With that in mind, it’s important to find a way to balance the needs of the emergency room and its patients with the needs of the physicians who are so central to the effective operation of a successful emergency department.
Consider these five shift scheduling challenges you must address in order to maximize the production and profitability of your emergency facility.
1) Avoiding or Dealing With Physician Burnout
Emergency medicine is at times quite a challenge. The pace can be erratic, and the very nature of emergency medicine is a pressure cooker.
Over time, even the best of physicians run the risk of substantial burnout. Especially when their emergency medicine scheduling involves long hours, overtime, double shifts, and a poor work-life balance.

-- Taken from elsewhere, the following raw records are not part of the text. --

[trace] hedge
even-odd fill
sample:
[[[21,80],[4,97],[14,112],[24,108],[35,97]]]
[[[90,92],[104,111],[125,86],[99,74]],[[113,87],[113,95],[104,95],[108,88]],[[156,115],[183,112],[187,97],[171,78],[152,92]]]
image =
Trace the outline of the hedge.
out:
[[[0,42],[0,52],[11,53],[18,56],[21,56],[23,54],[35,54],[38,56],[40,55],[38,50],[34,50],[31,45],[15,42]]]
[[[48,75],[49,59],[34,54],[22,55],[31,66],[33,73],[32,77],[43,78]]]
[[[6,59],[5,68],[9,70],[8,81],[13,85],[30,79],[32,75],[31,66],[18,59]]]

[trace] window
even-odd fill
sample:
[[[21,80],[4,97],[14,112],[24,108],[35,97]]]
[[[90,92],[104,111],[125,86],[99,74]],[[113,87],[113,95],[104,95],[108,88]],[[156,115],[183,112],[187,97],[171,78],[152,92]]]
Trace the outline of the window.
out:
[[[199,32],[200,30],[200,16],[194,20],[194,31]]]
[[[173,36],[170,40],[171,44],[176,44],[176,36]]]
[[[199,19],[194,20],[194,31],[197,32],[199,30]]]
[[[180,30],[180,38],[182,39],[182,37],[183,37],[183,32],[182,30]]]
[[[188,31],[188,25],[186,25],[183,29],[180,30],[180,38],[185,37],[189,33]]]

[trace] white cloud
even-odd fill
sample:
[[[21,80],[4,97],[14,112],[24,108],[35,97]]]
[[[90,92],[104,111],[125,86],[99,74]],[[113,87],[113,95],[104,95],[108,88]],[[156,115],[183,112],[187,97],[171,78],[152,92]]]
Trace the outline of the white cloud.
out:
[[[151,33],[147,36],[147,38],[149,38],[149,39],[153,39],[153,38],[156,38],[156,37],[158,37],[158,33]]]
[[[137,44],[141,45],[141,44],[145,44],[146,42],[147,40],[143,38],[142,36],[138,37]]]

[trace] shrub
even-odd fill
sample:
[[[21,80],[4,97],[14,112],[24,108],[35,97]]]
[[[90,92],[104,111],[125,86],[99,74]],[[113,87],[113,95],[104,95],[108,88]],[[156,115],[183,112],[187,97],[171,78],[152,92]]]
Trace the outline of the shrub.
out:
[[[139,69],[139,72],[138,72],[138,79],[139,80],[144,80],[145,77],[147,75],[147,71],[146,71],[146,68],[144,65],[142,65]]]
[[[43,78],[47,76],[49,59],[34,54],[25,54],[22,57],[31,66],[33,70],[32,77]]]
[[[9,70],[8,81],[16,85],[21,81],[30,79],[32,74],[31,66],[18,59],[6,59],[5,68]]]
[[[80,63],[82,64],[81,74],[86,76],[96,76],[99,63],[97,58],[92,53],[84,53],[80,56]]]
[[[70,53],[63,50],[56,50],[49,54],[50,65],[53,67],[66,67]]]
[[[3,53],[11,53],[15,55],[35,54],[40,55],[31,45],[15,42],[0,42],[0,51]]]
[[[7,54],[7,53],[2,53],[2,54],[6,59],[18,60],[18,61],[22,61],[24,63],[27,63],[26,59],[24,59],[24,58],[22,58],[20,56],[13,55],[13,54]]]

2) Equitable Work and On-Call Schedules
The best way to provide equitable scheduling for your ER physicians is to prioritize physician scheduling in a way that provides adequate rotation of shifts, hours, holidays, weekends, and on-call responsibilities.
It’s especially important to ensure that the same physicians aren’t landing in the rotation for every holiday work or on-call shift. There must be balance. Shift scheduling software helps to provide this balance by keeping records of previous on-call and holiday shifts, and scheduling accordingly.
3) Last-Minute Requests and Schedule Changes
For anyone who has gone through the process of planning emergency medicine scheduling for a month only to discover that part of that month has to be completely reworked due to last-minute requests or changes, you know what a blow this can be to all the careful work to avoid overtime or shift coverage gaps.
Software for shift scheduling can do this for you with a few computer keystrokes, without the pain, hassle, wailing, or gnashing of teeth involved in manual schedule changes.
4) Rise in Emergency Room Wait Times
The main reason for this unprecedented increase in emergency room wait times is the increasing number of people who turn to emergency facilities instead of primary care physicians.
One way to reduce the wait times and make schedules run more effectively for all parties is to consider allowing patients to schedule nonemergency visits. This lets you prioritize demand and allows them to set up a specific time so that they aren’t sitting in the waiting room for hours at a time waiting to be seen.
5) The Time-Consuming Nature of the Process
Perhaps one of the biggest challenges for physician scheduling is the amount of time it takes to create, tweak, and perfect the schedule. Then there are the inevitable revisits to deal with on-call needs, call-out needs, and scheduling calamities.
Doing it by hand takes hours upon hours – if not days or weeks. This is time that could be much better spent dealing with other administrative duties and that would be freed up to do just that if you opted to use scheduling software instead.
Turning to scheduling software for busy ERs will not solve all the problems, but it will certainly take a big bite out of these five.